For the measurements of V-ATPase activity, 50–100 μg of protein was preincubated in a mixture of 50 mmol l−1 Mops-Tris, 1 mmol l−1 sodium orthovanadate (to block P-type ATPases), 1 mmol l−1 sodium azide (to block F1Fo-ATPase), 5 mmol l−1 MgCl2 and 0.01 % polyoxyethylene-10-laurylether (pH 8.0) at 30 °C for 10 min. The reaction was initiated by adding 3 mmol l−1 Tris-ATP. After 15 min, ATPase activity was measured as liberated phosphate (see above). V-ATPase activity was defined as the difference between the activities obtained in the presence and in the absence of 1 μmol l−1 bafilomycin A1 (Bowman et al., 1988).

Eyestalk extract

Eyestalks were cut off directly after Chinese crabs adapted to fresh water had been killed. If the eyestalks were not used immediately, they were stored at −28 °C. For the preparation of eyestalk extract, 10 eyestalks were thoroughly ground in a mortar containing quartz sand and 4–10 ml of haemolymph-like NaCl saline. After centrifugation (Centrifuge 3200, Eppendorf, Germany) for 2 min at approximately 8000 g, the pellet was discarded. The volume of the supernatant was increased to 50 ml with NaCl saline, resulting in a solution containing extract from two eyestalks per 10 ml of saline. Measurement of pH and osmolality showed no detectable differences from pure NaCl saline. In preliminary experiments, the effects of Ca2+ and Mg2+ on ICl were tested. Mg2+ had no effect. An increase in [Ca2+] from 8 to 12 mmol l−1 resulted in a small and slow increase in ICl. Increasing [Ca2+] to higher values decreased ICl.

Chemical reagents

All reagents were of analytical grade. All substances not mentioned below were purchased from Merck. Dibutyryl-cyclic AMP, choline chloride, Tris-ATP, 2-mercaptoethanol, sodium orthovanadate and EDTA were obtained from Sigma. Hepes and theophylline were purchased from Serva. Calcium gluconate, sodium nitrate and potassium nitrate were purchased from Fluka. The Rp isomer of cyclic adenosine-3′,5′-phosphorothioate (RpcAMPS) was obtained from Biomol. Amiloride was a gift from Merck, Sharp and Dohme.
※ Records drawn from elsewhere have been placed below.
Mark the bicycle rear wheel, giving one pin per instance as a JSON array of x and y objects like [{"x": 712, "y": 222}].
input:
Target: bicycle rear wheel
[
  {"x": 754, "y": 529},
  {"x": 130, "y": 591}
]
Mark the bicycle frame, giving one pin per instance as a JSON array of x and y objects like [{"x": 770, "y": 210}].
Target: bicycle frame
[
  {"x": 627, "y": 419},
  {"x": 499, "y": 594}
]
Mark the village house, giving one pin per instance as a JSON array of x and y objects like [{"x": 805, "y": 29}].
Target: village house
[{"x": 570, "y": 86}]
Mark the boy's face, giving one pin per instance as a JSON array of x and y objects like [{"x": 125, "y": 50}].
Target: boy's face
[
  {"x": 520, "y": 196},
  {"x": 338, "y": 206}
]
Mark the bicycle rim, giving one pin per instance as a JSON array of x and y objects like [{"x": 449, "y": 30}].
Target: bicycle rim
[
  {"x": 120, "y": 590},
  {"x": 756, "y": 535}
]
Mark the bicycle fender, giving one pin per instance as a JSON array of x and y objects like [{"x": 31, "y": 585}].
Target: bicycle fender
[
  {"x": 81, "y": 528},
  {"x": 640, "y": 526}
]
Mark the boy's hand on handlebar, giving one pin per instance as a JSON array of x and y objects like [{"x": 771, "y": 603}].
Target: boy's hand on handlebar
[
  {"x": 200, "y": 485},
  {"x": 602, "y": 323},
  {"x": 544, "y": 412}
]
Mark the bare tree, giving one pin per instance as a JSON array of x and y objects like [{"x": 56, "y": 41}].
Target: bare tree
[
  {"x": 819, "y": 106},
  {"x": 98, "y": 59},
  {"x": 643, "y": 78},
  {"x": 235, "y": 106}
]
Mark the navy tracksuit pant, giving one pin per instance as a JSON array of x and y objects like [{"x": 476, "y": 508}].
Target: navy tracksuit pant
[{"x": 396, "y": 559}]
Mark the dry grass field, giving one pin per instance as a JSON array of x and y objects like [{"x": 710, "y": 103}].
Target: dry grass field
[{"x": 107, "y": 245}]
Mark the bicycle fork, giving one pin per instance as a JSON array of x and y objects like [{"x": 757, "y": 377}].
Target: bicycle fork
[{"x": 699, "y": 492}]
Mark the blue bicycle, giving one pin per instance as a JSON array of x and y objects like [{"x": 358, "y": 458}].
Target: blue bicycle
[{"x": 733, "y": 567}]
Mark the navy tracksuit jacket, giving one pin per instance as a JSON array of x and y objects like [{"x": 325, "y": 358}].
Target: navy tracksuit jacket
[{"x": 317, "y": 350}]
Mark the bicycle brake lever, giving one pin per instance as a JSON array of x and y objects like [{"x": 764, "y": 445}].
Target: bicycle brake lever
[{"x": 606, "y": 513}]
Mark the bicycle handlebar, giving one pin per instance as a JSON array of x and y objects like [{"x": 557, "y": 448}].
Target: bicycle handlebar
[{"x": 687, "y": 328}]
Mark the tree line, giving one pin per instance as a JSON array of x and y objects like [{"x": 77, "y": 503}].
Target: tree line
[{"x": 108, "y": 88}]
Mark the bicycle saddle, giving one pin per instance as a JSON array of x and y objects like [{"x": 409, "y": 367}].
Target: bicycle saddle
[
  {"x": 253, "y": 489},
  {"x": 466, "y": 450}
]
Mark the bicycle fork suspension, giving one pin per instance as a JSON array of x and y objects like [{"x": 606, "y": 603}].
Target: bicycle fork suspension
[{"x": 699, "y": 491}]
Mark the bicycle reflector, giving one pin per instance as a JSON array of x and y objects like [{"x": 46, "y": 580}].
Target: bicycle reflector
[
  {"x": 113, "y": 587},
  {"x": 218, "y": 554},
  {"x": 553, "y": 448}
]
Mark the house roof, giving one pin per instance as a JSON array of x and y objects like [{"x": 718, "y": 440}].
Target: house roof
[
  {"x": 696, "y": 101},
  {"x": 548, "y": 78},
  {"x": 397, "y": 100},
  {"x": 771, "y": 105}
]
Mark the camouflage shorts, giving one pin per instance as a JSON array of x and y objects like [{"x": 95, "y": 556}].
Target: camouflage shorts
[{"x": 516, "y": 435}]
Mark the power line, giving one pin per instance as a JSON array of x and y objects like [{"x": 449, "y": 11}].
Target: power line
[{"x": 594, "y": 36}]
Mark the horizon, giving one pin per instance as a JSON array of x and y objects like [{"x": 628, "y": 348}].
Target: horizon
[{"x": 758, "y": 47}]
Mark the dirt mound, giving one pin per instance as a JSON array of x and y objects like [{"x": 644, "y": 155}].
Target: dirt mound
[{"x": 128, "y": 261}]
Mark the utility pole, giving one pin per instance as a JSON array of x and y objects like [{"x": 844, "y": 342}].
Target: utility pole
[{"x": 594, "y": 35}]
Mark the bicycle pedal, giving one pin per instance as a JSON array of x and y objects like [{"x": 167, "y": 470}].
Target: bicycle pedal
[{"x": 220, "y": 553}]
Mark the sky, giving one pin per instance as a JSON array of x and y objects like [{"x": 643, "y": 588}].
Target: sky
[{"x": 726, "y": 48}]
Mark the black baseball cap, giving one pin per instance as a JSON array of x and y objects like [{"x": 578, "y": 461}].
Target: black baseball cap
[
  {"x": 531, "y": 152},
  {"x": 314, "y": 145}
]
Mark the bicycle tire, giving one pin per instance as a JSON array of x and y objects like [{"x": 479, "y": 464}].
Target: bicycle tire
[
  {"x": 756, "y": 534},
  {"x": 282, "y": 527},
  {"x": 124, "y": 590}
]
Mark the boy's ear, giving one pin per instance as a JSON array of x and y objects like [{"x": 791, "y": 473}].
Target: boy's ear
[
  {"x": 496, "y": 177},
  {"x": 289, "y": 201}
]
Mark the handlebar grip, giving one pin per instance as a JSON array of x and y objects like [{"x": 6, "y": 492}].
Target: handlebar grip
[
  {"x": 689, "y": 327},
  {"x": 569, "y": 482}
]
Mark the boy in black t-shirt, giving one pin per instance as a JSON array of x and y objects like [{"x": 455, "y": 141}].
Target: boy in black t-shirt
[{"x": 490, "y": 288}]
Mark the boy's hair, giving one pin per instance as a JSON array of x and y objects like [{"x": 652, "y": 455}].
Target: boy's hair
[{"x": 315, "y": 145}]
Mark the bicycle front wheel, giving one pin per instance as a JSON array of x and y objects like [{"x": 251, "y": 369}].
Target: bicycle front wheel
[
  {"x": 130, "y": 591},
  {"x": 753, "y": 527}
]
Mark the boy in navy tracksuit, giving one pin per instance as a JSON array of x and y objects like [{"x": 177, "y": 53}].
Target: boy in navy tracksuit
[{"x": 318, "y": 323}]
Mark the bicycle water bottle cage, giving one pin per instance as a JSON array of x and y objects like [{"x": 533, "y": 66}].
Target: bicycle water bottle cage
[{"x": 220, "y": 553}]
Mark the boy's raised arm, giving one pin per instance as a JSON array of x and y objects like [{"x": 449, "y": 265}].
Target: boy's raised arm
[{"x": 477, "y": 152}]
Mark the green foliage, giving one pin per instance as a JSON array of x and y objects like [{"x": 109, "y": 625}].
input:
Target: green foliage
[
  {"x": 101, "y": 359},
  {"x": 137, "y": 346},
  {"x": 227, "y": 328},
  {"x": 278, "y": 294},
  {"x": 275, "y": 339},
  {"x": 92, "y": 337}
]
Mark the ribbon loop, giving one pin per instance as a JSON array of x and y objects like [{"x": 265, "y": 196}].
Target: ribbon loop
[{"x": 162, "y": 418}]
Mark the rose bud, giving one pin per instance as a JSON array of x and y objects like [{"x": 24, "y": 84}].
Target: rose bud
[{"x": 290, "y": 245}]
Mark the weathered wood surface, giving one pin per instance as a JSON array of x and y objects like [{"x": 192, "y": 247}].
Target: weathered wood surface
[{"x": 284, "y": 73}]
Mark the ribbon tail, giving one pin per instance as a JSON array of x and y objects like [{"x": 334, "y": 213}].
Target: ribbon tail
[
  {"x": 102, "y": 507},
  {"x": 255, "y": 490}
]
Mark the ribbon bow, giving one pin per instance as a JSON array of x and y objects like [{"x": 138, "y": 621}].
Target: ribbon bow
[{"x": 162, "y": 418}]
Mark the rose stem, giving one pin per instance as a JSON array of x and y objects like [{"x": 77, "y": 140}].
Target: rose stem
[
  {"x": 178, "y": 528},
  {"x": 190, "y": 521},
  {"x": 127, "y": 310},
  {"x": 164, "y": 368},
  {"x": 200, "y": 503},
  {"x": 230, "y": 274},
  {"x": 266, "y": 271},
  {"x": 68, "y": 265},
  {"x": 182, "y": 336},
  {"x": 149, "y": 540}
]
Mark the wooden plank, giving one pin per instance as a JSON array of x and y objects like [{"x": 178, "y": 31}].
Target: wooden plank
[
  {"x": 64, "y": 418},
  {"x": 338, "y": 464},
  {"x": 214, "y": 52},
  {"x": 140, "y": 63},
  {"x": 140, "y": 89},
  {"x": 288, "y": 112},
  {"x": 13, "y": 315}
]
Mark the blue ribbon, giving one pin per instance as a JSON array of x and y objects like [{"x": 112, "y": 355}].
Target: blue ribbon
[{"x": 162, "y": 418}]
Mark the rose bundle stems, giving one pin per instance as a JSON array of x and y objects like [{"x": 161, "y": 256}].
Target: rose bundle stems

Bafilomycin was obtained from Dr K. Altendorf (University of Osnabrück, Germany) and was predissolved in dimethylsulphoxide (DMSO) to give a stock solution of 0.1 mol l−1. At the final concentration (0.001 %), DMSO alone had no effect on ATPase activity. The concentration of bafilomycin A1 was determined by spectrophotometry according to Bowman et al. (1988).

Statistical analyses

All results are given as means ± standard error of the mean (S.E.M.). At N>3, differences between groups were tested using the paired (electrophysiological tests on the same preparations) or unpaired (biochemical measurements on gill pairs) Student’s t-test. Statistical significance was assumed for P<0.05.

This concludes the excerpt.